Voy a usar un solo caso para ilustrar mi argumento. Pero los ejemplos abundan. Pululan, para seguir con las metáforas febriles. María Jimena Duzán escribió una columna esta semana en la cual, primero, lamenta que una niña caleña haya expresado públicamente que quería ser sicaria. Y segundo, argumenta que la aspiración criminal de la niña es explicada en parte por “la forma como el Gobierno y la clase dirigente han querido mostrar a los paramilitares”. “Viéndolo bien —escribió María Jimena al final de su columna— no es extraño que en este país los niños quieran ser sicarios si éstos, además, se toman fotos con el Presidente”.
La conexión planteada es tan inverosímil, tan ridícula (para insistir en la cita de Hitchens) que no deja dudas de que la columnista padece de fiebre moralista. “Ciertos temas —escribe el filósofo Jamie Whyte— parecen subir la temperatura moral a tal punto que el cerebro se recalienta”. Y la parapolítica es uno de ellos. En el ejemplo en cuestión, cualquier pretensión de seriedad intelectual ha sido desechada de antemano. La columnista sólo parece interesada en exhibir su consternación moral. Y parece, al mismo tiempo, convencida de que su bondad (su preocupación por el deterioro moral) le otorga licencia para incurrir en argumentos deleznables. O irracionales.
Dije que iba a usar un solo ejemplo pero me queda espacio para otro más. Muchos columnistas criticaron duramente a El Espectador por la publicación de un aviso publicitario pagado por un ciudadano acusado de delitos atroces. “Es un asco”, dijo Salud Hernández. “Da ganas de vomitar”, escribió María Elvira Samper. Pero nadie dijo nada sobre la publicación, en la revista Semana, de una entrevista con un reconocido narcotraficante y prófugo de la justicia. ¿Cuál es la diferencia? En ambos casos, dos criminales confesos están haciendo uso de un medio escrito para exponer sus puntos de vista. Ambos medios obtienen un rédito económico: uno directamente, otro indirectamente. Y ambos corren el riesgo de servir de caja de resonancia de agendas ocultas y negocios criminales. Seguramente existen diferencias de grado, pero las similitudes son tantas, que sorprende que nadie las haya traído a colación, que nadie haya señalado que una entrevista no confrontada es similar a un reportaje pagado. Pero la fiebre moralista, ya lo dijimos, confunde el juicio y nubla la razón.
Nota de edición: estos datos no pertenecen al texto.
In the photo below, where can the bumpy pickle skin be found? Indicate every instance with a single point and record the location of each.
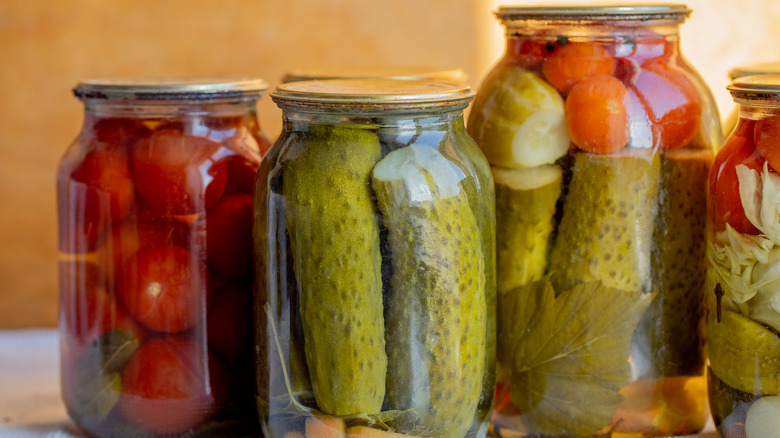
(436, 311)
(669, 341)
(334, 236)
(607, 222)
(481, 193)
(275, 295)
(525, 218)
(744, 354)
(525, 211)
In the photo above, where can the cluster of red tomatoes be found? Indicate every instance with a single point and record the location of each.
(630, 91)
(753, 143)
(155, 227)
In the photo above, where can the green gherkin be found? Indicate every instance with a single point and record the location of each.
(669, 341)
(525, 219)
(436, 311)
(481, 193)
(334, 236)
(606, 228)
(525, 215)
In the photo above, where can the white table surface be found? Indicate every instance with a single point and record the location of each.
(30, 403)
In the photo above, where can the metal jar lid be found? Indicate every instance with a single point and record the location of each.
(383, 72)
(372, 95)
(761, 68)
(757, 90)
(191, 88)
(648, 12)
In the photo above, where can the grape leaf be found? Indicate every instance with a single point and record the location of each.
(97, 378)
(571, 355)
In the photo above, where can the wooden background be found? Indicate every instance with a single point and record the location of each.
(46, 47)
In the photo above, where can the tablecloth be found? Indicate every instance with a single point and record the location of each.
(30, 403)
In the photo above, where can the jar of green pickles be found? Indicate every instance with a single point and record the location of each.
(743, 244)
(374, 242)
(600, 137)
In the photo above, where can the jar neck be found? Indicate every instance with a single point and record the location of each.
(183, 109)
(621, 36)
(439, 120)
(758, 110)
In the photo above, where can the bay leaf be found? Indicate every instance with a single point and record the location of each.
(571, 356)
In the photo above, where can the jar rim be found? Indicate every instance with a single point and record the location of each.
(756, 88)
(170, 88)
(372, 94)
(759, 68)
(641, 12)
(375, 71)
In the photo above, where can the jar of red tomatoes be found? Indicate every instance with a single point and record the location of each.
(743, 241)
(155, 266)
(600, 137)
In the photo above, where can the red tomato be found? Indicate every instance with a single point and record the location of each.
(575, 62)
(229, 322)
(87, 308)
(596, 114)
(164, 288)
(173, 172)
(766, 135)
(725, 202)
(229, 237)
(172, 385)
(120, 131)
(133, 233)
(527, 53)
(98, 193)
(672, 101)
(240, 172)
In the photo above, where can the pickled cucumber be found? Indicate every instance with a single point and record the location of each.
(743, 353)
(481, 192)
(436, 311)
(518, 119)
(669, 341)
(334, 237)
(525, 210)
(607, 221)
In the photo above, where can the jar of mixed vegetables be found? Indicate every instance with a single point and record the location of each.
(374, 241)
(600, 137)
(743, 243)
(155, 267)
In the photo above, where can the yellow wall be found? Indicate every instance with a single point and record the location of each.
(47, 46)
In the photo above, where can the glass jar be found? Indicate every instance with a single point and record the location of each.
(374, 242)
(743, 240)
(600, 137)
(761, 68)
(155, 266)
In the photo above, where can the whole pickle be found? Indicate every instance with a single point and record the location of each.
(607, 223)
(334, 236)
(436, 310)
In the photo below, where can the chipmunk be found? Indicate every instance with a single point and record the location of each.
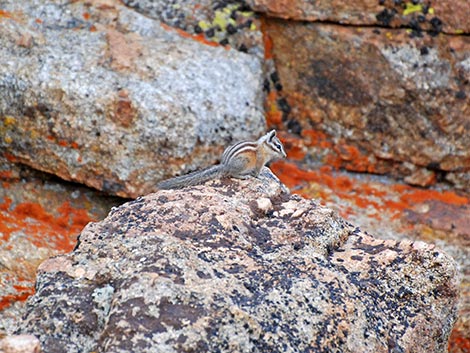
(242, 160)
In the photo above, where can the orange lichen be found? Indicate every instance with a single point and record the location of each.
(273, 114)
(197, 37)
(417, 195)
(6, 174)
(458, 342)
(5, 14)
(392, 200)
(316, 138)
(293, 146)
(7, 300)
(43, 229)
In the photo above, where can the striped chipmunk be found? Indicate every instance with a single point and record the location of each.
(242, 160)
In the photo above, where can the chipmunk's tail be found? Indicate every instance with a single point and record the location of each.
(194, 178)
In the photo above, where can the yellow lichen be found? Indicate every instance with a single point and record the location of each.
(411, 8)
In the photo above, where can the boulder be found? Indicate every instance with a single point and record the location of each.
(96, 93)
(240, 266)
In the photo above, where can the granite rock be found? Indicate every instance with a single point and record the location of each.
(96, 93)
(20, 344)
(240, 266)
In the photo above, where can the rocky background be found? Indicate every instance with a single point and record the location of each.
(101, 99)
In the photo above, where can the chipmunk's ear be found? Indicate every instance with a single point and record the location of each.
(271, 134)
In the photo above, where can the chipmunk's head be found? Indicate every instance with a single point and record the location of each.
(274, 144)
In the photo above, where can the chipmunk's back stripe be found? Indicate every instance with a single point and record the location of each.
(238, 148)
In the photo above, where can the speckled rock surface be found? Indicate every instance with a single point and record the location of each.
(433, 16)
(389, 103)
(240, 266)
(97, 93)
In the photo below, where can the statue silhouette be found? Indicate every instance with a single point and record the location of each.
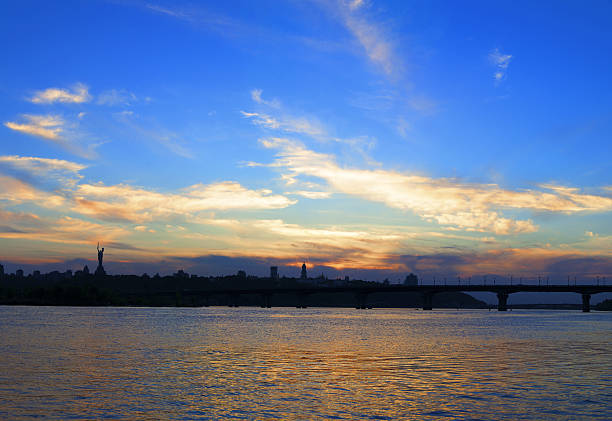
(100, 269)
(100, 255)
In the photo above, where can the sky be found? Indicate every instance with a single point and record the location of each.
(366, 138)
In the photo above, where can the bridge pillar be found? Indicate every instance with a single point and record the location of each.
(361, 300)
(586, 303)
(502, 301)
(266, 300)
(428, 301)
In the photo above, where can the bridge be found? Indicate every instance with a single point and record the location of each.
(427, 292)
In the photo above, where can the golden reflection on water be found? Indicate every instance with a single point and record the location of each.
(217, 363)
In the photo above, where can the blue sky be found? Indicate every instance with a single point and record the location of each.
(363, 137)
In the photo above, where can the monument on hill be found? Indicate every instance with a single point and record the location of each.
(100, 269)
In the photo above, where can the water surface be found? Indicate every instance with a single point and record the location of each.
(244, 363)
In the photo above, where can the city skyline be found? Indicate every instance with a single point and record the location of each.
(362, 138)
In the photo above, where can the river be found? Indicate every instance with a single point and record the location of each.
(284, 363)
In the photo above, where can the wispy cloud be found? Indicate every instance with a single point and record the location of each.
(28, 226)
(371, 35)
(448, 202)
(127, 203)
(65, 172)
(151, 131)
(288, 124)
(14, 191)
(77, 95)
(56, 129)
(116, 97)
(501, 63)
(256, 96)
(45, 126)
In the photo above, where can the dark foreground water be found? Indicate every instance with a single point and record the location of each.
(217, 363)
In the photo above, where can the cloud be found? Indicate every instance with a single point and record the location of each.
(370, 35)
(166, 138)
(116, 97)
(446, 201)
(45, 126)
(126, 203)
(78, 95)
(66, 172)
(288, 124)
(54, 128)
(20, 225)
(312, 194)
(501, 63)
(15, 191)
(256, 96)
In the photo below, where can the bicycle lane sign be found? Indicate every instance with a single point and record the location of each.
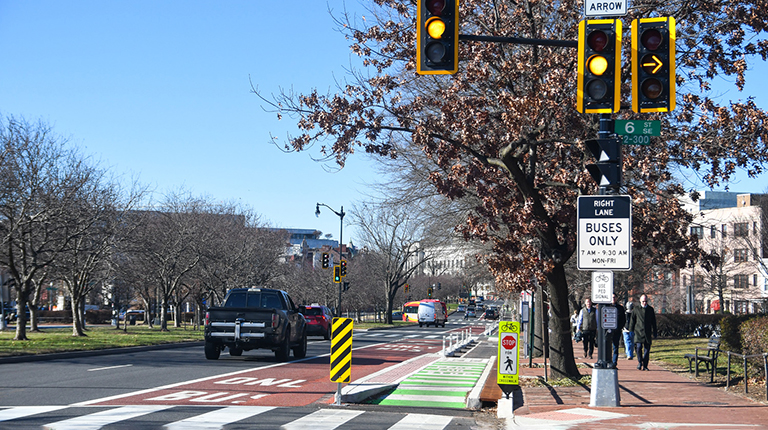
(508, 364)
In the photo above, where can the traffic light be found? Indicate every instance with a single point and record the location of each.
(607, 171)
(437, 37)
(653, 64)
(599, 66)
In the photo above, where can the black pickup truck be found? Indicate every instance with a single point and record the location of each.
(252, 318)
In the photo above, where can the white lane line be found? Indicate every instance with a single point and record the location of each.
(100, 419)
(110, 367)
(25, 411)
(324, 419)
(218, 419)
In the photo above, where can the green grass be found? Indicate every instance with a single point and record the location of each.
(61, 340)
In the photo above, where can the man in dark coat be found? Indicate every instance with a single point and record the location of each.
(643, 324)
(614, 337)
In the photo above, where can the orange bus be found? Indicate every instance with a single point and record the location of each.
(411, 309)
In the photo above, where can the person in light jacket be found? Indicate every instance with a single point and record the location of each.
(643, 325)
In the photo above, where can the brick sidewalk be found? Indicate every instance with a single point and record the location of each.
(658, 398)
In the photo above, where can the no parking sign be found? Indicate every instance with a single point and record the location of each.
(508, 365)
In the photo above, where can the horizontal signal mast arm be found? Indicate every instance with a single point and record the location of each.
(520, 40)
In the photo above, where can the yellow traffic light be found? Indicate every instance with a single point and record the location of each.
(437, 37)
(599, 66)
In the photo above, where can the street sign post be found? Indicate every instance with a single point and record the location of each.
(602, 286)
(508, 364)
(605, 233)
(595, 8)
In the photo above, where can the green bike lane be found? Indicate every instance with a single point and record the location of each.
(442, 384)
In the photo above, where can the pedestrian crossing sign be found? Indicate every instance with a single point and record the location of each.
(508, 364)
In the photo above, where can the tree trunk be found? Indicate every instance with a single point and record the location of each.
(562, 361)
(538, 323)
(77, 321)
(163, 312)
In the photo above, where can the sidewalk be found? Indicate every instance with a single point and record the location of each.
(658, 398)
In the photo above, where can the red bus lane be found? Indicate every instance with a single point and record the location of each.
(285, 384)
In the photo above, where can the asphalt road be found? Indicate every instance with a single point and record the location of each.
(84, 385)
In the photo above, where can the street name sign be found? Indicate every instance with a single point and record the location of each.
(636, 132)
(595, 8)
(604, 237)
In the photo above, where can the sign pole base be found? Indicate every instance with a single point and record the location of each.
(605, 388)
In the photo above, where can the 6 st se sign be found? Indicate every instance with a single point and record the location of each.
(605, 233)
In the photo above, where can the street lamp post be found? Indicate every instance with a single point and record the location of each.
(341, 241)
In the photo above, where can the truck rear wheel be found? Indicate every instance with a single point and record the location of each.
(284, 351)
(212, 351)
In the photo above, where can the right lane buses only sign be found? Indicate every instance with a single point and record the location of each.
(605, 233)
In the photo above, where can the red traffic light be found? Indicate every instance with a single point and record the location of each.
(651, 39)
(435, 7)
(597, 40)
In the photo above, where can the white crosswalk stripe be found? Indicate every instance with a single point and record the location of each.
(422, 422)
(210, 418)
(100, 419)
(324, 419)
(218, 418)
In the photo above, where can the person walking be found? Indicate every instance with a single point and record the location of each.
(629, 336)
(587, 323)
(575, 321)
(643, 325)
(614, 335)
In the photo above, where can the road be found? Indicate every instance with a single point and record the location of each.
(178, 388)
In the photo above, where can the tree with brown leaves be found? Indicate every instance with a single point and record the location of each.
(504, 129)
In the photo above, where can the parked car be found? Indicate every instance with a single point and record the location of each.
(319, 320)
(470, 312)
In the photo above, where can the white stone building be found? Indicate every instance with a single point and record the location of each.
(732, 226)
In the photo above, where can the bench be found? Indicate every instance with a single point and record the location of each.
(709, 359)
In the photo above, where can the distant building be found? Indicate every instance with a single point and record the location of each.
(306, 247)
(732, 226)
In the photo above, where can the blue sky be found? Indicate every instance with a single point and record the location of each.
(160, 89)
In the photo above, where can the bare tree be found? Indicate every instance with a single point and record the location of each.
(392, 235)
(40, 179)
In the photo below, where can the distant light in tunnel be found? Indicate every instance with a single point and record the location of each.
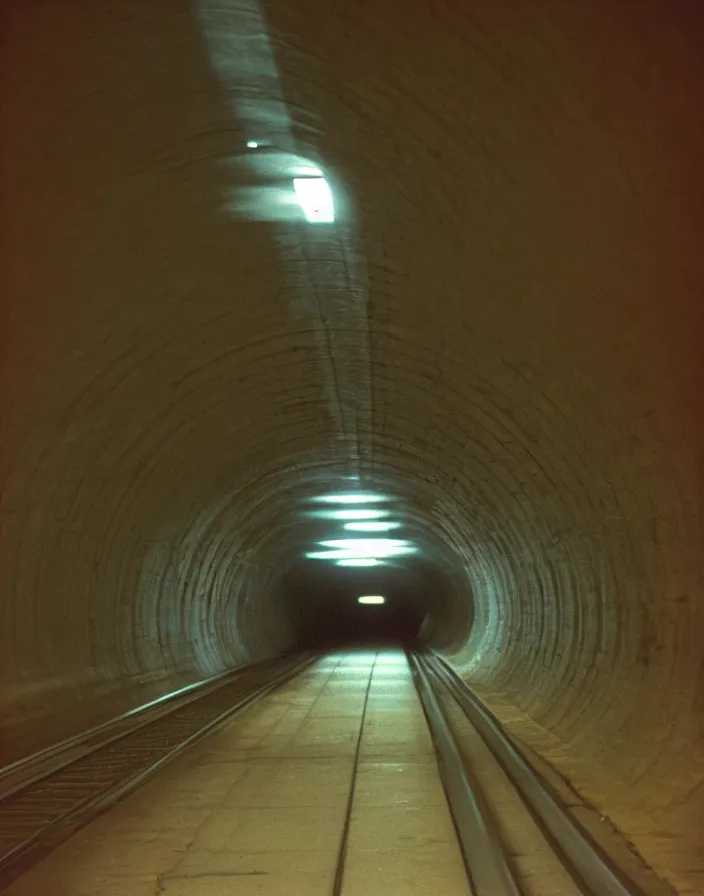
(359, 561)
(351, 514)
(370, 547)
(371, 526)
(315, 199)
(350, 498)
(352, 549)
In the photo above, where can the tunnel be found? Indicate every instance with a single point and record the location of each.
(489, 322)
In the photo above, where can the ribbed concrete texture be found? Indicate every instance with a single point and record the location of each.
(501, 330)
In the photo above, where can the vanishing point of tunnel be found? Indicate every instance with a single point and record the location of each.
(308, 301)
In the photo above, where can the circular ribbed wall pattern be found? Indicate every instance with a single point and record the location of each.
(501, 330)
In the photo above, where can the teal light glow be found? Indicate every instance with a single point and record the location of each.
(315, 199)
(369, 561)
(371, 526)
(351, 498)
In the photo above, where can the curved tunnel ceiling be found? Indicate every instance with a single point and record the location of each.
(501, 328)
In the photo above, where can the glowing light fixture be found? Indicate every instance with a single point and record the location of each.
(351, 514)
(351, 498)
(371, 546)
(371, 526)
(359, 561)
(353, 548)
(315, 199)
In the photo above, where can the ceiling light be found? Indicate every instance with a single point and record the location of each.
(315, 199)
(359, 561)
(368, 545)
(352, 498)
(361, 551)
(377, 526)
(350, 514)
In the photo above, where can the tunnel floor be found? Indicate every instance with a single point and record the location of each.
(264, 802)
(328, 785)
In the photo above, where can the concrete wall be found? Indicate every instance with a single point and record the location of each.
(505, 326)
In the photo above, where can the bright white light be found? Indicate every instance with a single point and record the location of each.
(351, 514)
(315, 198)
(370, 546)
(351, 498)
(371, 527)
(352, 549)
(359, 561)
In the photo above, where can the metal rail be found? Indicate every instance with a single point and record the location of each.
(580, 854)
(57, 755)
(42, 813)
(485, 858)
(344, 839)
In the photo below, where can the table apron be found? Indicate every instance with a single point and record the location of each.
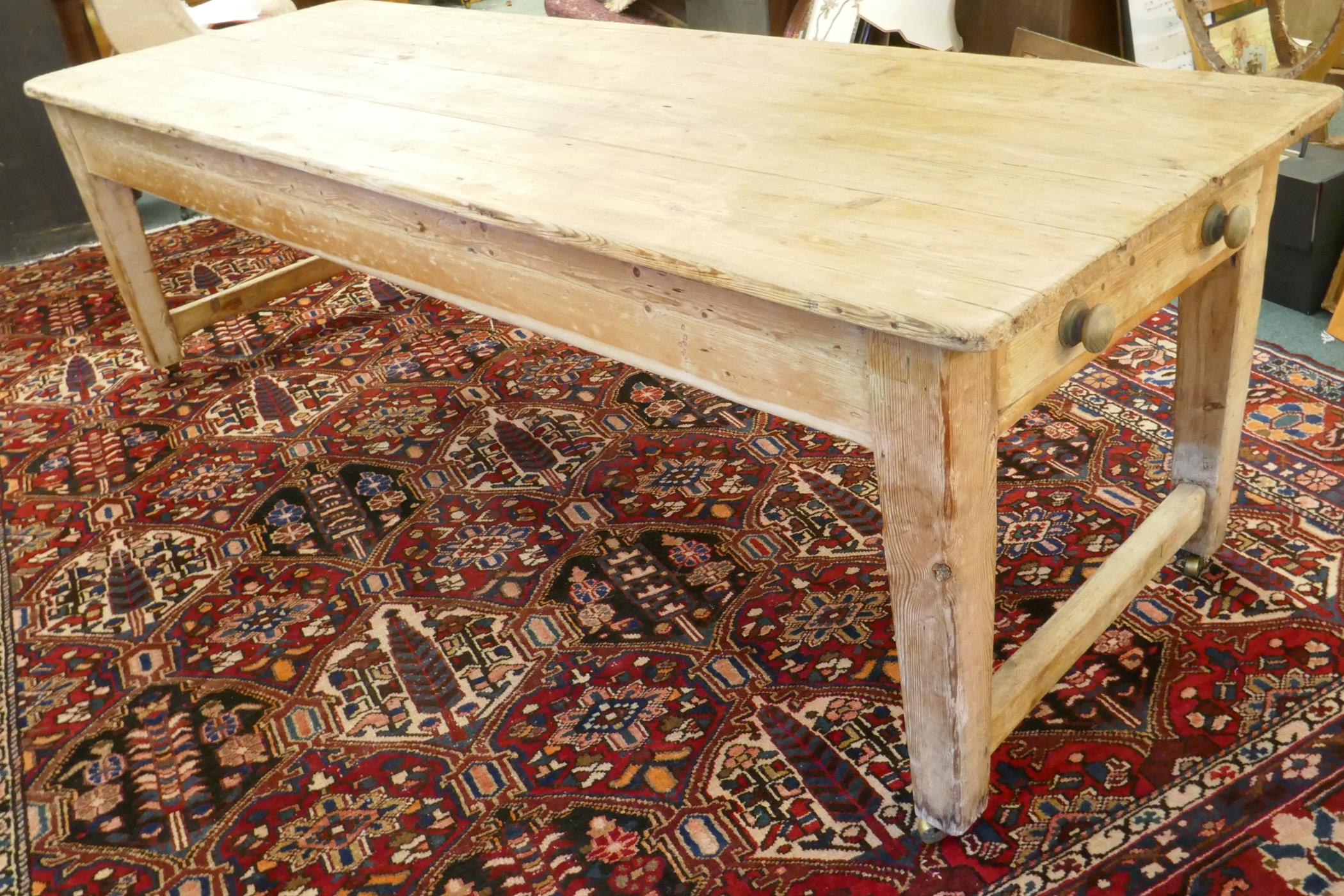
(1152, 269)
(783, 360)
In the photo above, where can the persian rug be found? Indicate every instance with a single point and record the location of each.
(380, 596)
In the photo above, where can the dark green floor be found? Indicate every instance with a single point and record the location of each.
(1301, 333)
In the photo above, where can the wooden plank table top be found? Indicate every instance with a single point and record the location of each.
(950, 198)
(904, 249)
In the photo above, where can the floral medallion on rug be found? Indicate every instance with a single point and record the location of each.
(381, 596)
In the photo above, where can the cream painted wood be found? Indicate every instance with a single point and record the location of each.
(783, 360)
(135, 24)
(872, 242)
(803, 198)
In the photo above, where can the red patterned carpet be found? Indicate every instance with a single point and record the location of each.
(378, 596)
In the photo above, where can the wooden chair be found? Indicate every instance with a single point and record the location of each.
(136, 24)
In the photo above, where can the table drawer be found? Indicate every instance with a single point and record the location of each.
(1132, 282)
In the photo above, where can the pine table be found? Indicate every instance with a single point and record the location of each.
(899, 248)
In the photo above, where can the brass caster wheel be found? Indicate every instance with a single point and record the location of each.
(928, 833)
(1194, 566)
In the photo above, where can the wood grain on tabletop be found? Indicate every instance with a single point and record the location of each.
(949, 198)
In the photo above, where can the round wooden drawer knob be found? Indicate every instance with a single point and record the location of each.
(1233, 227)
(1093, 327)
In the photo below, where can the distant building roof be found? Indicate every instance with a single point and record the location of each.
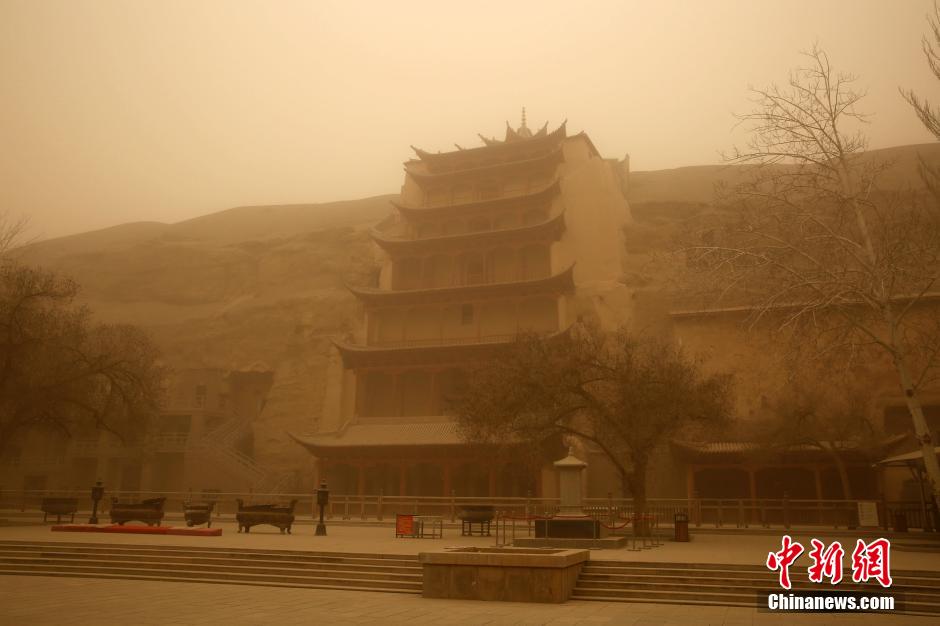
(384, 432)
(562, 282)
(547, 229)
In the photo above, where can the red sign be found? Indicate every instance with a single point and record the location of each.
(404, 525)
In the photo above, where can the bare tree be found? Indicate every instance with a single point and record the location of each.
(928, 114)
(819, 410)
(59, 371)
(624, 394)
(814, 247)
(12, 231)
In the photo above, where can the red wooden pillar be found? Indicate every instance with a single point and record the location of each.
(448, 473)
(360, 478)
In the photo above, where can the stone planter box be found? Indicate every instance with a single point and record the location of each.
(506, 574)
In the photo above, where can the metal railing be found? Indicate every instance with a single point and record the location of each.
(613, 512)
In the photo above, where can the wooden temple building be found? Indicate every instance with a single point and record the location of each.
(519, 234)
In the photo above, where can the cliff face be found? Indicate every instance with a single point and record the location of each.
(262, 288)
(258, 288)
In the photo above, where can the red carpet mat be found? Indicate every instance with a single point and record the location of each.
(138, 530)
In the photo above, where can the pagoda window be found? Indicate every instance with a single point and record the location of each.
(452, 227)
(478, 224)
(534, 216)
(407, 274)
(471, 480)
(451, 384)
(424, 479)
(382, 478)
(422, 324)
(379, 396)
(536, 262)
(438, 271)
(498, 319)
(343, 478)
(437, 196)
(463, 193)
(514, 188)
(539, 181)
(489, 191)
(501, 265)
(389, 327)
(416, 393)
(453, 324)
(538, 314)
(472, 268)
(427, 229)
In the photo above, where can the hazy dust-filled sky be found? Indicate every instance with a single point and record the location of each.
(120, 111)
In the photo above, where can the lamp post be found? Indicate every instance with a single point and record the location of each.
(96, 493)
(323, 498)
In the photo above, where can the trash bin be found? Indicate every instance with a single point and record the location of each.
(681, 522)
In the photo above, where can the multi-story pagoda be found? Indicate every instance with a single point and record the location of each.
(519, 234)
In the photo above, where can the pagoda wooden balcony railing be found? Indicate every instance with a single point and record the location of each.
(171, 442)
(442, 341)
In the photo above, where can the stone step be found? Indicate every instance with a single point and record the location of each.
(223, 553)
(376, 574)
(47, 555)
(765, 579)
(142, 570)
(206, 580)
(706, 567)
(611, 595)
(918, 594)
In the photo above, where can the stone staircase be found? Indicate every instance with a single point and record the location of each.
(731, 585)
(275, 568)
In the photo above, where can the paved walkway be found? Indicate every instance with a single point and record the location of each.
(38, 601)
(704, 547)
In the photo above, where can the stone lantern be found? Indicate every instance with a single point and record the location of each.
(569, 471)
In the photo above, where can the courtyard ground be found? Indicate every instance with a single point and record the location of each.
(38, 600)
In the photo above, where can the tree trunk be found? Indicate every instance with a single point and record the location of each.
(843, 474)
(638, 486)
(921, 430)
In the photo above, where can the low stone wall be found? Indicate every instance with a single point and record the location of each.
(505, 574)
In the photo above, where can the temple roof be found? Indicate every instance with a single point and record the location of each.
(502, 202)
(550, 157)
(355, 355)
(550, 228)
(717, 448)
(431, 352)
(562, 282)
(521, 140)
(381, 432)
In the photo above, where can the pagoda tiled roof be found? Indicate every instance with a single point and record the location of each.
(426, 352)
(492, 148)
(385, 432)
(550, 158)
(492, 204)
(562, 282)
(549, 229)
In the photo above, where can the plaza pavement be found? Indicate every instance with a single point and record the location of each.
(36, 600)
(745, 549)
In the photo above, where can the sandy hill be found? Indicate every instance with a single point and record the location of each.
(266, 283)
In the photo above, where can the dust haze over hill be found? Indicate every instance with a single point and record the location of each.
(264, 286)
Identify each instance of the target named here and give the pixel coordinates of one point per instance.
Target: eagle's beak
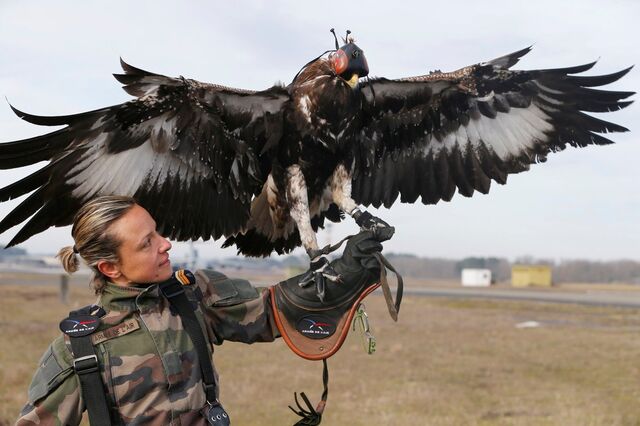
(354, 81)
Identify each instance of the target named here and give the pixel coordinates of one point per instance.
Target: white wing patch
(125, 172)
(508, 135)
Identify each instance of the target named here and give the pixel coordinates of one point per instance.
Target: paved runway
(598, 298)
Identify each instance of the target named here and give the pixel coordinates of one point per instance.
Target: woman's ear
(109, 269)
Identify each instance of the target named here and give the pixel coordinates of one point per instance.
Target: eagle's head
(349, 61)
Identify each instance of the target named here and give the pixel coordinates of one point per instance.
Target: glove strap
(393, 307)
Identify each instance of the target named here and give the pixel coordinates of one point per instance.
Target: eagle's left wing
(426, 136)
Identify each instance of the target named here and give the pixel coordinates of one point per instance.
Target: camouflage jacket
(148, 363)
Termino con una confesión. En la coyuntura actual del país, algunos medios y varios columnistas quieren arrogarse para sí el monopolio de la moral. La prerrogativa de señalar lo correcto y lo incorrecto. Lo bueno y lo malo. Pero su indignación me parece vacía. Siempre he desconfiado de quienes se sienten moralmente superiores, de quienes pretenden (sin preguntarnos) imponernos sus virtudes, de quienes portan el virus innominado que produce la fiebre moralista.